Farm Management

Canola Variety Guide aids selection decisions

DPIRD officers Stephanie Boyce (left), Jackie Bucat, Mark Seymour and Martin Harries have contributed to the 2018 Canola Variety Guide for Western Australia, which is now available on the department’s website. Image supplied by WA DPIRD

Canola growers planning 2018’s crop now have access to the latest trial data and information to assist variety selection.

The 2018 Canola Variety Guide for Western Australia was prepared by the WA Department of Primary Industries and Regional Development and is based on variety performance in the Grains Research and Development Corporation’s (GRDC) National Variety Trials (NVT).

Department development officer Jackie Bucat said the updated guide included details about seven new varieties.

“The guide features details about the new Triazine Tolerant (TT) varieties, Hyola® 350TT, SF Ignite TT and DG 670TT,” Ms Bucat said.
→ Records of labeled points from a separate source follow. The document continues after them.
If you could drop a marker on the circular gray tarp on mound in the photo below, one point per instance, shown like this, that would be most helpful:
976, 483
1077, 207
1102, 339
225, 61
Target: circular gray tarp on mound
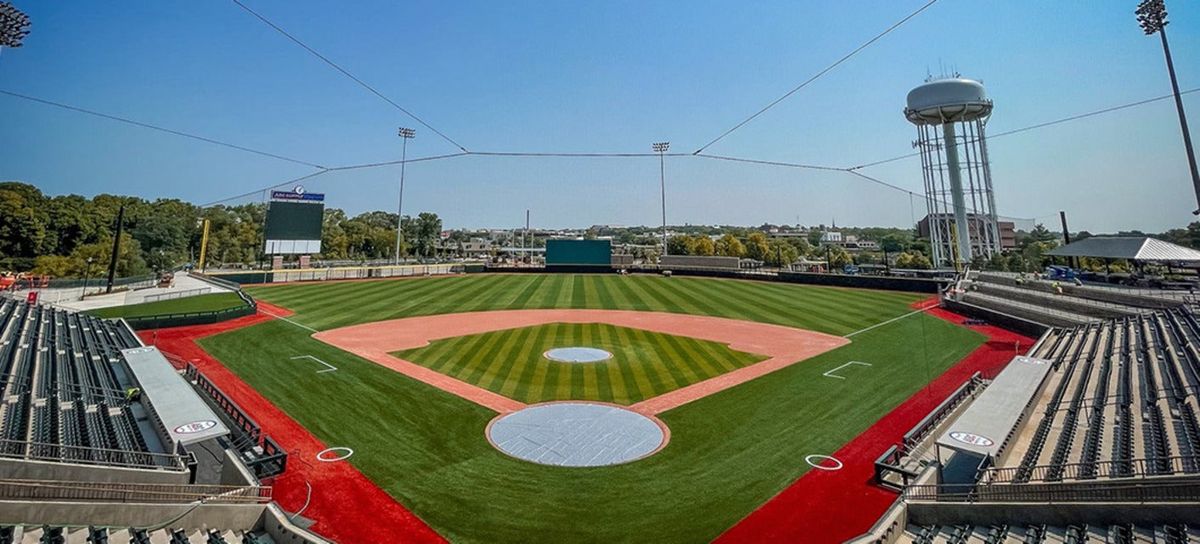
577, 354
576, 435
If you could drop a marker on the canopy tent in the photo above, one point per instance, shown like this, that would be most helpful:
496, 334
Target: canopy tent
1138, 249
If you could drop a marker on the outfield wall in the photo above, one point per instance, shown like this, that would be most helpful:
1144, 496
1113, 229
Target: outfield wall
911, 285
1006, 321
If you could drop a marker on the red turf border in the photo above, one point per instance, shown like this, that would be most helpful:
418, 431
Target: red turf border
820, 507
346, 504
835, 506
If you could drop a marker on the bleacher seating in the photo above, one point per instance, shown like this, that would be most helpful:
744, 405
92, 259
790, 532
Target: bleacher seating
91, 534
1059, 304
1042, 533
1121, 401
63, 380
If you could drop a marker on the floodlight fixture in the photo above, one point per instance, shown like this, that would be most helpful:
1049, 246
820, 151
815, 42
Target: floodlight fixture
13, 25
405, 136
1152, 16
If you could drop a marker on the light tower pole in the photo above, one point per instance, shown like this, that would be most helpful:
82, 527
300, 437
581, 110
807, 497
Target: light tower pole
405, 136
13, 25
661, 148
1152, 18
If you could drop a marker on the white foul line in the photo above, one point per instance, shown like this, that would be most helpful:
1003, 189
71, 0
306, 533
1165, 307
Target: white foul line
330, 369
829, 374
289, 321
892, 321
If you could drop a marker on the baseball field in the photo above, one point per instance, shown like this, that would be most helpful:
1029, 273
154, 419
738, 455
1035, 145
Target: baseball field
731, 446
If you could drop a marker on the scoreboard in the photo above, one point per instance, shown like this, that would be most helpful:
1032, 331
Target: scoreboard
294, 221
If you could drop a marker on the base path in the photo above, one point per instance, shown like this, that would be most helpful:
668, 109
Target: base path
835, 506
347, 507
783, 346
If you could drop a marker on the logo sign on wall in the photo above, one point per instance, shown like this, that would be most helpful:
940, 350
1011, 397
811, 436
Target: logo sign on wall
195, 426
973, 440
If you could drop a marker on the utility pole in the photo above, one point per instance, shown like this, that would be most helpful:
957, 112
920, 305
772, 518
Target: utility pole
117, 249
661, 148
1066, 237
1152, 18
13, 25
405, 136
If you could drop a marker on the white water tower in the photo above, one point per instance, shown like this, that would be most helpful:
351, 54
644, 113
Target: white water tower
951, 115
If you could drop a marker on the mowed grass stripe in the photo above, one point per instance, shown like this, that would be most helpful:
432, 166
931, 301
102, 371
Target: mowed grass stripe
825, 309
525, 377
619, 383
502, 360
664, 365
643, 364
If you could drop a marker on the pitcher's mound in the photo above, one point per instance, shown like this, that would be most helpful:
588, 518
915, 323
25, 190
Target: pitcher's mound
576, 434
577, 354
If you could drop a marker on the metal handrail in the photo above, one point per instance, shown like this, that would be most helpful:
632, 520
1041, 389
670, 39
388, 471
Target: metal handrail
107, 491
1122, 491
1145, 467
89, 455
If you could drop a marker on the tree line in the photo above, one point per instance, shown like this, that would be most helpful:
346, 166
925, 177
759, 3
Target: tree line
71, 235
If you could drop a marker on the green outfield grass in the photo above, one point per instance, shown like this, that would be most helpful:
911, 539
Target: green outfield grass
645, 364
201, 303
729, 452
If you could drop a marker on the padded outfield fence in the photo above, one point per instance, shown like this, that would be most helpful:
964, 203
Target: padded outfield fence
199, 317
337, 273
911, 285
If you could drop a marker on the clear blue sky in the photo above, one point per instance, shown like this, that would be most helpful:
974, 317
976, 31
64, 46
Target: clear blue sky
610, 76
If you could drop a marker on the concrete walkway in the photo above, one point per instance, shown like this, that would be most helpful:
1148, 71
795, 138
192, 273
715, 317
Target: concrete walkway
69, 298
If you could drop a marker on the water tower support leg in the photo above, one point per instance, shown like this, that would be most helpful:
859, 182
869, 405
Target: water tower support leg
958, 199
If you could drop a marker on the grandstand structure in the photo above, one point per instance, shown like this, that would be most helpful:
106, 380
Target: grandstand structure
1104, 446
91, 447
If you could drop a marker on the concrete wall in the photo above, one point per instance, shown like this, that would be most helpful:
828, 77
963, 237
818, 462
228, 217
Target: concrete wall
118, 514
694, 261
1007, 321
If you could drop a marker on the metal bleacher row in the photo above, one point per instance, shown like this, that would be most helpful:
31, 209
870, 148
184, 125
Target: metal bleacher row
64, 389
1044, 533
52, 534
1121, 401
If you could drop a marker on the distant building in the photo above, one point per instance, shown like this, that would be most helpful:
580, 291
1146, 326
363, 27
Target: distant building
975, 221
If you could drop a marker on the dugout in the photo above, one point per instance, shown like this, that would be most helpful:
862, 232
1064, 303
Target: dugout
564, 255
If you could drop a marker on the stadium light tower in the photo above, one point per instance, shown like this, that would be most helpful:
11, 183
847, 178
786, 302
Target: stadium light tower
661, 148
13, 25
1152, 18
405, 136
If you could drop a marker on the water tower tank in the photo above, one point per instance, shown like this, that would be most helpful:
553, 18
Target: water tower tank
947, 101
951, 115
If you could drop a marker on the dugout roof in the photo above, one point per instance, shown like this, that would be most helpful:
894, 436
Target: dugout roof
186, 417
1128, 247
989, 420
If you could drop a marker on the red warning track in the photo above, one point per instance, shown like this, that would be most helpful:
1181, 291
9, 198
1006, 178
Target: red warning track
346, 504
834, 506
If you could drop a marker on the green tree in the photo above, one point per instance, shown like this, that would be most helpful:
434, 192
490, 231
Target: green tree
757, 246
730, 246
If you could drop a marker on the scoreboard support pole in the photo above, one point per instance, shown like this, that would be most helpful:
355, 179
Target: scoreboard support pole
204, 245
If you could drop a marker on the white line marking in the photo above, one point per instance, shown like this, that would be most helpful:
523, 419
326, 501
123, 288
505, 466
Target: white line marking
831, 374
289, 321
322, 458
330, 369
891, 321
820, 459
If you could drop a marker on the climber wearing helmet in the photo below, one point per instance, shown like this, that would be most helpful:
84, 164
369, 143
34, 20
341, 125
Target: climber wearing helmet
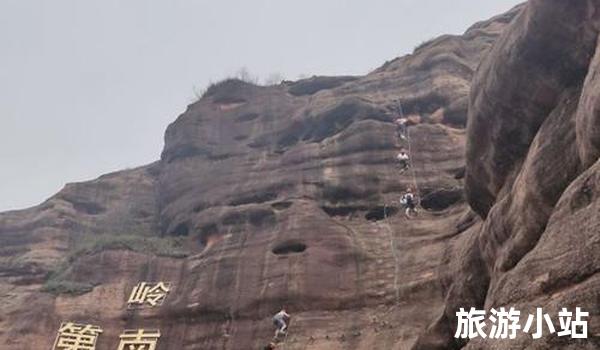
279, 320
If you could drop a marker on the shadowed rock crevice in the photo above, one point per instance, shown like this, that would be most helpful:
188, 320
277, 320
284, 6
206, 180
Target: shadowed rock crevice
289, 247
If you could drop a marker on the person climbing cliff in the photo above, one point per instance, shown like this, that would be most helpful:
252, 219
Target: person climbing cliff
280, 321
403, 159
409, 202
270, 346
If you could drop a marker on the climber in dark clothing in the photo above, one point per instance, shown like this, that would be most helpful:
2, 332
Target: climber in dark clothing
409, 202
403, 159
279, 320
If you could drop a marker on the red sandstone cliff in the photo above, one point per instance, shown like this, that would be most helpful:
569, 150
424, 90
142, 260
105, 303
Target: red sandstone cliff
271, 196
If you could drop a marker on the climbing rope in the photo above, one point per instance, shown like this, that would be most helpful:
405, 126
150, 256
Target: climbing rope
406, 132
394, 252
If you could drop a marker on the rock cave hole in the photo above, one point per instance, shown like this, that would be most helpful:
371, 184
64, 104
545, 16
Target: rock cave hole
289, 247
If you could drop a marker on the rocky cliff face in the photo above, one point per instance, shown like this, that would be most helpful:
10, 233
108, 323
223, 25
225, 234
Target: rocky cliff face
288, 195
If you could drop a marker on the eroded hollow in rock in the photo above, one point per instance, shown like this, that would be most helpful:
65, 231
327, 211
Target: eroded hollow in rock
380, 213
289, 247
442, 199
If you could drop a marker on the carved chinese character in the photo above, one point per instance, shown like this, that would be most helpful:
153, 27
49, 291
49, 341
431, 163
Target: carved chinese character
72, 336
149, 294
139, 339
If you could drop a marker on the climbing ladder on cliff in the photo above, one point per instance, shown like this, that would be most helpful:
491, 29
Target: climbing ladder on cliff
391, 236
410, 155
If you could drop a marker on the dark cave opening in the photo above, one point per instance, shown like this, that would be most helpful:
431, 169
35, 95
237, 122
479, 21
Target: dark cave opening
289, 248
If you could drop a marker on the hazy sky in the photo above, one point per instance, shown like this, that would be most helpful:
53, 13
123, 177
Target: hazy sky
88, 87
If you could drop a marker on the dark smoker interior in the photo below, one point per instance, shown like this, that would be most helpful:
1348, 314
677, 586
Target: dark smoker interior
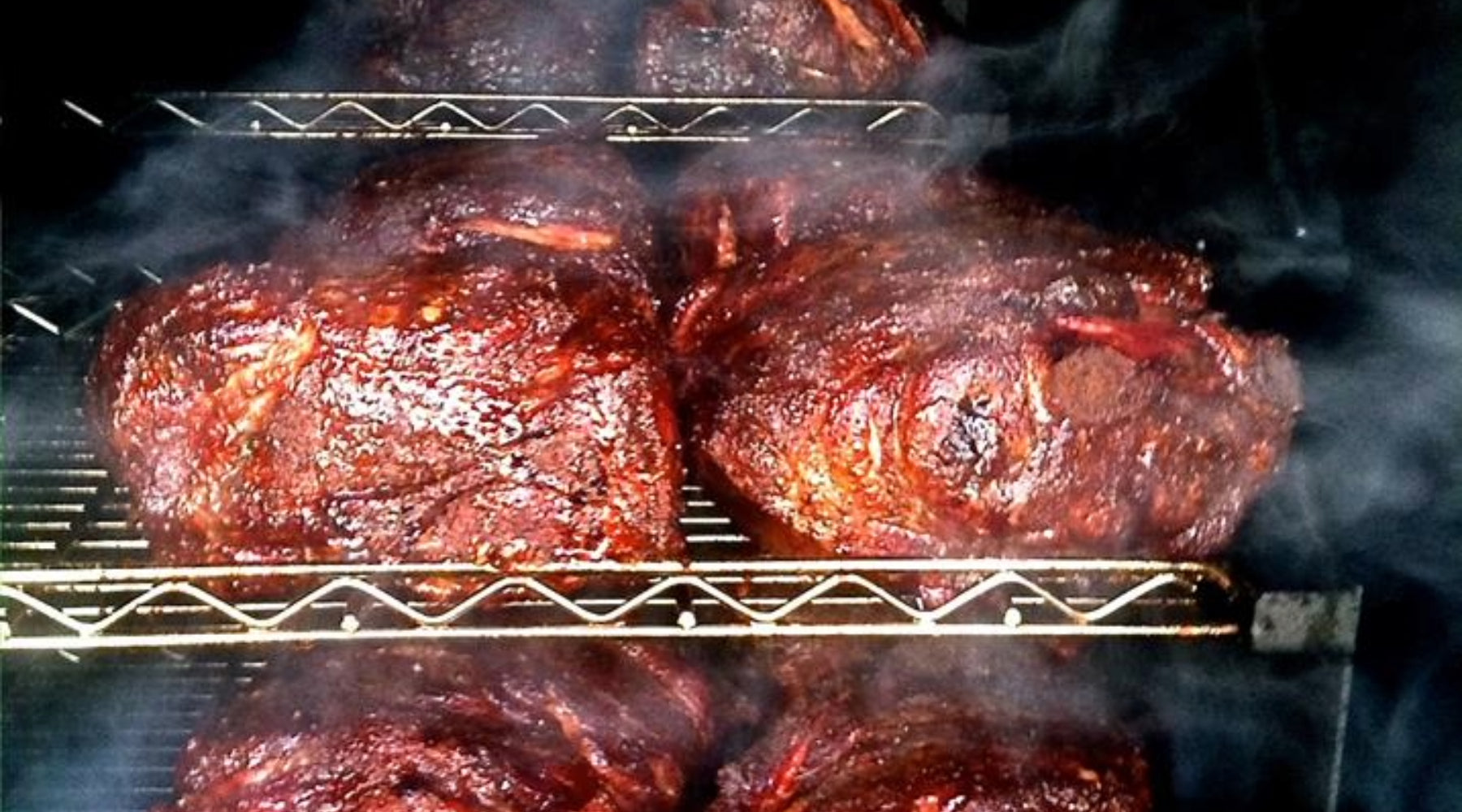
1310, 151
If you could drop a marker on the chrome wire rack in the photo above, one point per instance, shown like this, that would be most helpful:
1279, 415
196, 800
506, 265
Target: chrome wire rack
75, 572
513, 117
188, 607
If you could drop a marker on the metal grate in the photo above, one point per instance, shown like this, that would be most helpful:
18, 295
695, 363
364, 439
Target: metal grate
75, 576
518, 117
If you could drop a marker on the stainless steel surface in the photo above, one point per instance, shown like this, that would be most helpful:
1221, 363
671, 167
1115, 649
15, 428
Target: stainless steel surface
515, 117
1308, 621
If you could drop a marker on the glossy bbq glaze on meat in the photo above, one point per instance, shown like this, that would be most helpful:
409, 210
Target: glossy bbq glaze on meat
776, 47
504, 408
500, 45
983, 378
899, 741
537, 728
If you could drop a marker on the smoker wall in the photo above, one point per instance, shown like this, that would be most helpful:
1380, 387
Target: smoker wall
1308, 148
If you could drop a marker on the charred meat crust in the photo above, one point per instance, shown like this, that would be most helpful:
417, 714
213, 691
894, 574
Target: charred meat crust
547, 728
970, 374
496, 402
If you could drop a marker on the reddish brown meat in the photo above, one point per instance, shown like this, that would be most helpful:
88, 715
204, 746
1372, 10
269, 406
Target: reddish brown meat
897, 744
504, 406
984, 378
502, 45
528, 728
778, 47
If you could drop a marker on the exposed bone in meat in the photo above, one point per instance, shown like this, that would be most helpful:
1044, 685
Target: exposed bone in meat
776, 47
979, 377
540, 728
500, 404
502, 45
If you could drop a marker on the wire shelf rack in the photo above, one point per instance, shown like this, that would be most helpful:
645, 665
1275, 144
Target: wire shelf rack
511, 117
189, 607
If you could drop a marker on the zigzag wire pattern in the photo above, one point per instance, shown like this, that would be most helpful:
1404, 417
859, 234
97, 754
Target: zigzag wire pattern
667, 590
407, 114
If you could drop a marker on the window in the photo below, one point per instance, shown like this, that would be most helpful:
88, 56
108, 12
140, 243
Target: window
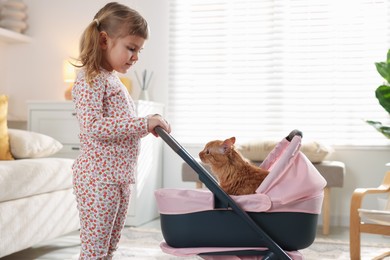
258, 69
“It also provides an overview of the new Roundup Ready® (RR) varieties, Invigor, R 3520, Pioneer 44Y27, DG 408RR and Hyola® 506RR.

The report consolidates results from 207 Western Australian NVT results acquired over the past five years, as well as data from 751 NVTs from around Australia over the same period.

“The NVTs are divided into early season trials for shorter season environments, which may suit early maturing varieties in northern and eastern areas and mid season trials sown in longer environments that suit mid maturing varieties,” Ms Bucat said.

“This makes it possible for canola growers to compare the performance of varieties suited to their location.”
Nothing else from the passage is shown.